Cai Chunmei, Zhou Jie, Sun Xiaoqiang, Sun Tingzhe, Xie Weihong, Cui Jun
Key Laboratory of Gene Engineering of the Ministry of Education, State Key Laboratory of Biocontrol, School of Life Sciences, Sun Yat-sen University, Guangzhou, P. R. China.
Zhongshan School of Medicine, Sun Yat-sen University, Guangzhou, P. R. China.
PLoS One. 2017 Oct 11;12(10):e0186105. doi: 10.1371/journal.pone.0186105. eCollection 2017.

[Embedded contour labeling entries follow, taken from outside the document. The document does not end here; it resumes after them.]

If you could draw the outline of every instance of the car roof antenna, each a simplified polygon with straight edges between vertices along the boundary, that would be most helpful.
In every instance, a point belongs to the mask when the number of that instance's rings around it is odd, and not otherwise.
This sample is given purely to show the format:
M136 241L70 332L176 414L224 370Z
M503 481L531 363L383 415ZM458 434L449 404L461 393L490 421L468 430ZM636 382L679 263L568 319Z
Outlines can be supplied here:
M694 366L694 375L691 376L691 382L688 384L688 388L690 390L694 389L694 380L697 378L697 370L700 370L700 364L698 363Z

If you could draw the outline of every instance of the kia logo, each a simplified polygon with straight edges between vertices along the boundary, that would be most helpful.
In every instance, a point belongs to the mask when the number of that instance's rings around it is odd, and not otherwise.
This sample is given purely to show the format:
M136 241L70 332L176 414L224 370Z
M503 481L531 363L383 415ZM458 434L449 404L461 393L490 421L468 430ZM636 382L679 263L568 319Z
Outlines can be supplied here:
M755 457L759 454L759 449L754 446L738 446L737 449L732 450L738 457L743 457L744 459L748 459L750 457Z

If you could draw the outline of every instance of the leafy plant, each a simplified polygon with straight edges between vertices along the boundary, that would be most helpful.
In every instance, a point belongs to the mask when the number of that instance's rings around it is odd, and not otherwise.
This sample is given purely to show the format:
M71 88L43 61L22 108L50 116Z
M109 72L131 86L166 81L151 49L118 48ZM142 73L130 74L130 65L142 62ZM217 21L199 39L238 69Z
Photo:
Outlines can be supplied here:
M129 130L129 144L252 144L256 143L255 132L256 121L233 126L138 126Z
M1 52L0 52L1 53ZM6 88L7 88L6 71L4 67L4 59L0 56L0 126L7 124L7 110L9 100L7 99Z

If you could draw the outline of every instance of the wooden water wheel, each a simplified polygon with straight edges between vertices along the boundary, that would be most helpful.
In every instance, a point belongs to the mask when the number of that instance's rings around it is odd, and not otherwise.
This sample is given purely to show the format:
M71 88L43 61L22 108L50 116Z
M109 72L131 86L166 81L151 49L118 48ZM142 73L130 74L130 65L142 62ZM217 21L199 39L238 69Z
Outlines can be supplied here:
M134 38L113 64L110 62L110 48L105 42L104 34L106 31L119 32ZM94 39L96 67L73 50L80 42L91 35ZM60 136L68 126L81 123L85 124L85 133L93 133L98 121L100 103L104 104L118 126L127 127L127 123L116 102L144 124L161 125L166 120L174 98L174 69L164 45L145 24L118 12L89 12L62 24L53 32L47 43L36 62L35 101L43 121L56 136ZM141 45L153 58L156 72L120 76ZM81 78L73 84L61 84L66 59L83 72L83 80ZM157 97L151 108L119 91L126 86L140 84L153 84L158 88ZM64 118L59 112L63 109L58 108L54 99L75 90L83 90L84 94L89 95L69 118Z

The interferons (IFNs) responses to viral infection are heterogeneous, while the underlying mechanisms for variability among cells are still not clear. In this study, we developed a hybrid model to systematically identify the sources of IFN induction heterogeneity. The experiment-integrated simulation demonstrated that the viral dose/type, the diversity in transcriptional factors activation and the intercellular paracrine signaling could strikingly shape the heterogeneity of IFN expression. We further determined that the IFNβ and IFNλ1 induced diverse dynamics of IFN-stimulated genes (ISGs) production. Collectively, our findings revealed the intracellular and intercellular mechanisms contributing to cell-to-cell variation in IFN induction, and further demonstrated the significant effects of IFN heterogeneity on antagonizing viruses.
干扰素(IFNs)对病毒感染的反应具有异质性,而细胞间这种变异性的潜在机制仍不清楚。在本研究中,我们开发了一种混合模型来系统地识别干扰素诱导异质性的来源。实验与模拟相结合的结果表明,病毒剂量/类型、转录因子激活的多样性以及细胞间旁分泌信号能够显著塑造干扰素表达的异质性。我们进一步确定,IFNβ和IFNλ1诱导了干扰素刺激基因(ISGs)产生的不同动态变化。总的来说,我们的研究结果揭示了细胞内和细胞间机制导致干扰素诱导的细胞间差异,并进一步证明了干扰素异质性在对抗病毒方面的显著作用。